Case History - Bears
The world's bears, like tigers and rhinos, have suffered because of a medicinal demand for their parts in the Far East - China, Japan, Korea, Singapore, Taiwan and Thailand. The bear's gall bladder is in the most demand, believed by the Chinese to be good for all sorts of ailments, from liver disease to blindness. Gall bladders are on sale throughout Asia and the trade is thriving because of increasing affluence in the Far East. China and Korea have 'bear farms' where bears are kept in cruel conditions and 'milked' for their bile (the liquid from the gall bladder).
The Asian bear species i.e. Asiatic black bear, sun bear, sloth bear and the brown bear in Russia, are under the greatest threat.
The American black bear, brown bears in Europe and North America, and spectacled bears in South America, are now being poached.
Many bear cubs have been captured alive, by killing their mothers, and used as 'dancing' bears in India, Pakistan and Turkey. There has been much public opposition to these cruel practices and they are beginning to be outlawed.
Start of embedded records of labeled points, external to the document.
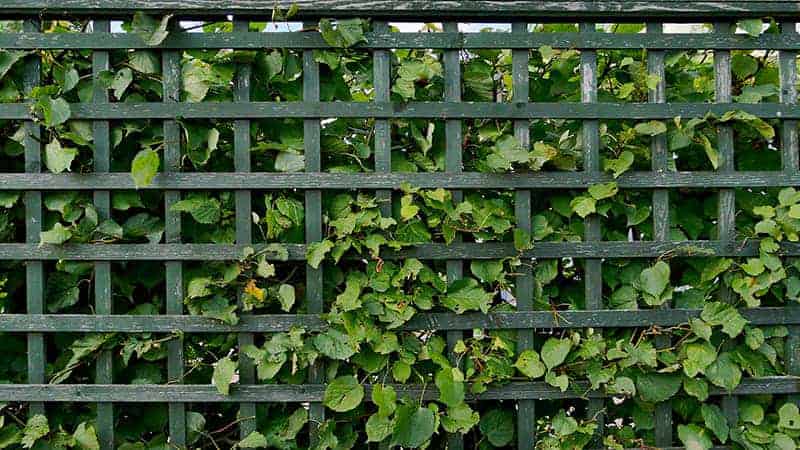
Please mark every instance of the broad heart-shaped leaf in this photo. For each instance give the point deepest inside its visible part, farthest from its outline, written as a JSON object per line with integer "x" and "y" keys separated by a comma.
{"x": 379, "y": 427}
{"x": 343, "y": 393}
{"x": 286, "y": 296}
{"x": 699, "y": 355}
{"x": 35, "y": 429}
{"x": 224, "y": 371}
{"x": 789, "y": 417}
{"x": 654, "y": 280}
{"x": 345, "y": 33}
{"x": 651, "y": 128}
{"x": 529, "y": 364}
{"x": 414, "y": 426}
{"x": 56, "y": 235}
{"x": 58, "y": 158}
{"x": 54, "y": 111}
{"x": 657, "y": 387}
{"x": 467, "y": 295}
{"x": 85, "y": 437}
{"x": 753, "y": 27}
{"x": 718, "y": 313}
{"x": 694, "y": 437}
{"x": 450, "y": 382}
{"x": 603, "y": 190}
{"x": 724, "y": 372}
{"x": 334, "y": 344}
{"x": 253, "y": 440}
{"x": 555, "y": 351}
{"x": 316, "y": 251}
{"x": 145, "y": 167}
{"x": 498, "y": 427}
{"x": 205, "y": 210}
{"x": 715, "y": 421}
All bear populations are listed on either Appendix I or II. They are protected on paper in many countries and in others they may be legally hunted for 'sport', but throughout most Asian countries law enforcement is practically non - existent and prosecutions are rare.
Organisations such as The World Society for the Protection of Animals is campaigning against abuses of bears and public protest is causing Far Eastern governments to make greater efforts to enforce laws which are designed to protect bears. As with tigers and rhinos, it is important to promote alternative medicines to users of Chinese cures.